Kjell sorgte für volle Gläser, und das erste Trinklied erklang schon, bevor überhaupt jeder saß. Wie versteinert hockte Greta am Tisch.

Sylvia hätte ihr gern etwas Mitfühlendes gesagt, in der Art, jetzt geht es wieder los, aber sie war ja noch so neu. Das letzte Mittsommerfest hatte sie noch bestens in Erinnerung, und die Jahre davor war es bei ihnen zu Hause nicht anders gewesen. Sie wusste genau, wie solche Abende abliefen. Sah noch deutlich vor sich, wie ihre eigene Mutter den Vater fast huckepack nahm und nach Hause schleifte, ihr verzerrtes Gesicht vom Gewicht seines Körpers und seiner vielen Probleme.

Sylvia blickte zu Kjell, und sein Lächeln beruhigte sie wieder. Er war ganz anders als ihr Vater. Und mit ihm hier im Dorf war es auch ein ganz anderes Leben. Sylvia hielt ihr Gesicht in die Sonne. Unglaublich, dass sie gerade an diesem Tag Sonnenschein hatten. Sie konnte sich nicht an einen einzigen Mittsommerabend erinnern, an dem es nicht zu regnen drohte.

Später würde sie das als einen hämischen Vorboten betrachten. Diese brennende Sonne, kurz bevor sich die Dunkelheit ihre Leben einverleibte, und das im allerhellsten Monat des Jahres.

Greta wedelte abwehrend mit der Hand, als Maria ihr Schnapsglas füllen wollte. Die Tochter überging diese Geste. Dann kam das nächste Lied. Sylvia nippte nur an ihrem Glas, doch die meisten leerten ihres in einem Zuge. Marias Vater gehörte auch dazu. Im Gesicht war er bald knallrot, und er grinste breit wie ein Honigkuchenpferd.

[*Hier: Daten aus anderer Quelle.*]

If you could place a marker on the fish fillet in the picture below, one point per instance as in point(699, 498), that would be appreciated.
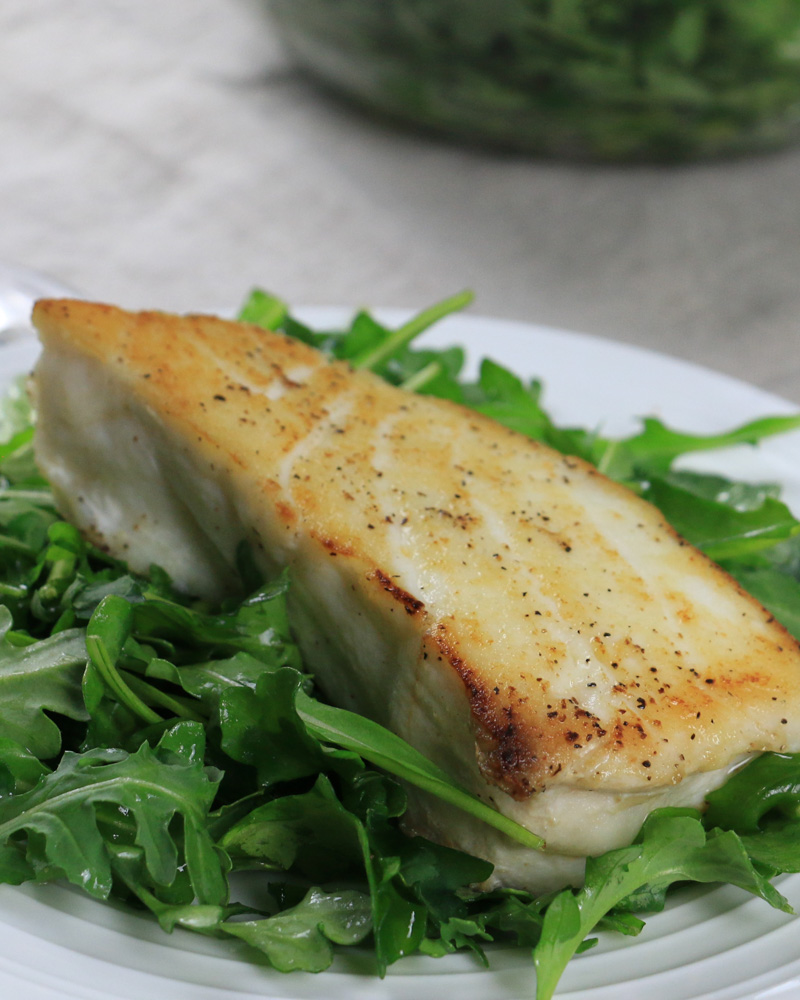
point(532, 627)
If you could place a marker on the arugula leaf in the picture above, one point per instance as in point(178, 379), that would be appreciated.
point(36, 677)
point(655, 448)
point(301, 937)
point(383, 748)
point(672, 847)
point(152, 787)
point(720, 530)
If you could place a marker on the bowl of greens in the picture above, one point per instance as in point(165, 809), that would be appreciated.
point(608, 80)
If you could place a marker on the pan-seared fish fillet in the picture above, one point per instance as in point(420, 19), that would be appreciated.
point(531, 626)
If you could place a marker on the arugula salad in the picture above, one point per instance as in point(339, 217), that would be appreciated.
point(153, 746)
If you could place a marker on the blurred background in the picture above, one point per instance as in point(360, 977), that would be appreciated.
point(173, 155)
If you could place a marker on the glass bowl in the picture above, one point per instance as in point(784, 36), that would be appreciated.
point(615, 80)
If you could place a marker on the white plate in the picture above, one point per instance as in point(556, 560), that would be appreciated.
point(714, 944)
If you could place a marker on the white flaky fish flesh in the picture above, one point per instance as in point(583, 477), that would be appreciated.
point(532, 627)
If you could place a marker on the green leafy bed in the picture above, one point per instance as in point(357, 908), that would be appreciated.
point(152, 746)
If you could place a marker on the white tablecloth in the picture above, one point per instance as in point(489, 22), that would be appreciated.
point(165, 153)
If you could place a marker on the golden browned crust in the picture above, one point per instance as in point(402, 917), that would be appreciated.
point(592, 643)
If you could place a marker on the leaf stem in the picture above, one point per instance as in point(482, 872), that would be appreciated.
point(404, 334)
point(421, 378)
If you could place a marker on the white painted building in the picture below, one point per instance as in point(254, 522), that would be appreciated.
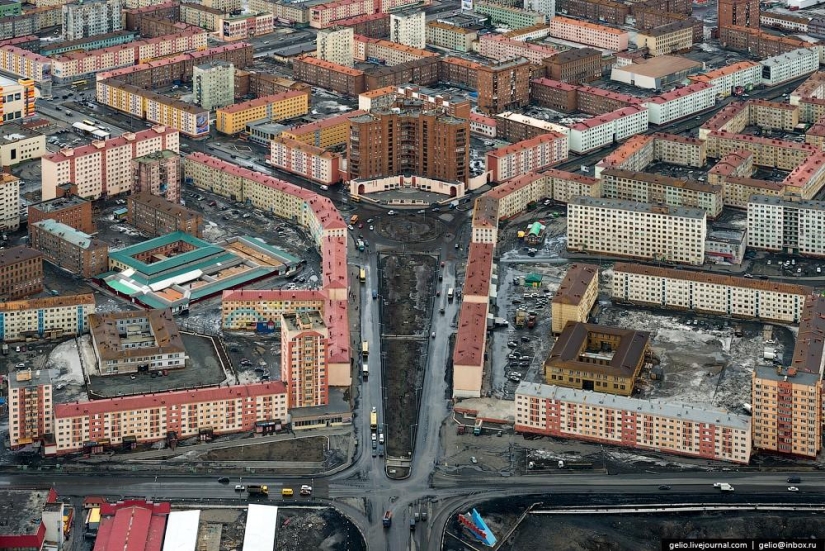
point(604, 129)
point(680, 102)
point(795, 227)
point(788, 66)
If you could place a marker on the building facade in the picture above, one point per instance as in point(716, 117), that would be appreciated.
point(637, 230)
point(72, 250)
point(714, 294)
point(628, 422)
point(156, 216)
point(21, 272)
point(304, 339)
point(575, 296)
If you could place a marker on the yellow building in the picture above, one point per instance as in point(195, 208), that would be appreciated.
point(324, 133)
point(277, 107)
point(576, 296)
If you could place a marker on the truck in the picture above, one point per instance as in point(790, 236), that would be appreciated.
point(257, 489)
point(521, 318)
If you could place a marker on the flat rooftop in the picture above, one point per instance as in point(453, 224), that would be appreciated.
point(203, 369)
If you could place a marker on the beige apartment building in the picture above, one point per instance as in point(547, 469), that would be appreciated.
point(660, 426)
point(104, 168)
point(787, 401)
point(147, 418)
point(667, 39)
point(48, 317)
point(708, 293)
point(645, 187)
point(576, 296)
point(637, 230)
point(31, 408)
point(304, 341)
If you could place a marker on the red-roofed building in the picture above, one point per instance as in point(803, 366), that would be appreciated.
point(132, 525)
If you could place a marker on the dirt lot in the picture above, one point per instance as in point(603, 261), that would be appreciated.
point(407, 283)
point(308, 449)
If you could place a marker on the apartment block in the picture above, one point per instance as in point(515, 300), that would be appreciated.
point(513, 18)
point(597, 357)
point(591, 34)
point(789, 65)
point(451, 37)
point(738, 12)
point(726, 79)
point(667, 39)
point(575, 296)
point(156, 216)
point(304, 339)
point(575, 66)
point(103, 168)
point(314, 163)
point(793, 227)
point(335, 45)
point(680, 103)
point(637, 230)
point(21, 272)
point(9, 202)
point(527, 156)
point(67, 248)
point(31, 407)
point(331, 76)
point(408, 27)
point(91, 18)
point(408, 141)
point(213, 84)
point(50, 317)
point(229, 409)
point(67, 209)
point(554, 94)
point(500, 48)
point(708, 293)
point(787, 401)
point(664, 427)
point(158, 173)
point(644, 187)
point(275, 108)
point(325, 133)
point(608, 128)
point(504, 86)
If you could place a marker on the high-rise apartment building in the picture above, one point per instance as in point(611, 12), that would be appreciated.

Jetzt machte sich vieles Luft, was sich aufgestaut hatte. Das sah sie in den Gesichtern, das befreite Lachen, die Erleichterung im Blick; sie alle hatten auf diesen Abend gewartet. Sylvia selbst konnte diese Wärme spüren, die sich langsam in ihr ausbreitete, auch ihre Schultern durften endlich nachgeben und ganz entspannt niedersinken.

Als der Tanz begann, erhob Greta sich von ihrem Stuhl. Sie legte Ingegärd eine Hand auf die Schulter, und Ingegärds Hand fuhr hoch und drückte sie. Ein stilles Einverständnis zwischen den beiden älteren Frauen, die das schon so oft mitgemacht hatten. Dann winkte Greta den anderen unauffällig zu, die noch am Tisch saßen, und machte sich auf den Weg runter zur Brücke.

»Sie fühlt sich nicht so«, erklärte Hasse, der inzwischen schon verwaschen sprach, seine Schirmmütze lag auf dem Tisch, darin prangte ein Schweißfleck. Sylvia merkte auch, dass ihre Bluse unter den Armen und am Rücken an der Haut klebte.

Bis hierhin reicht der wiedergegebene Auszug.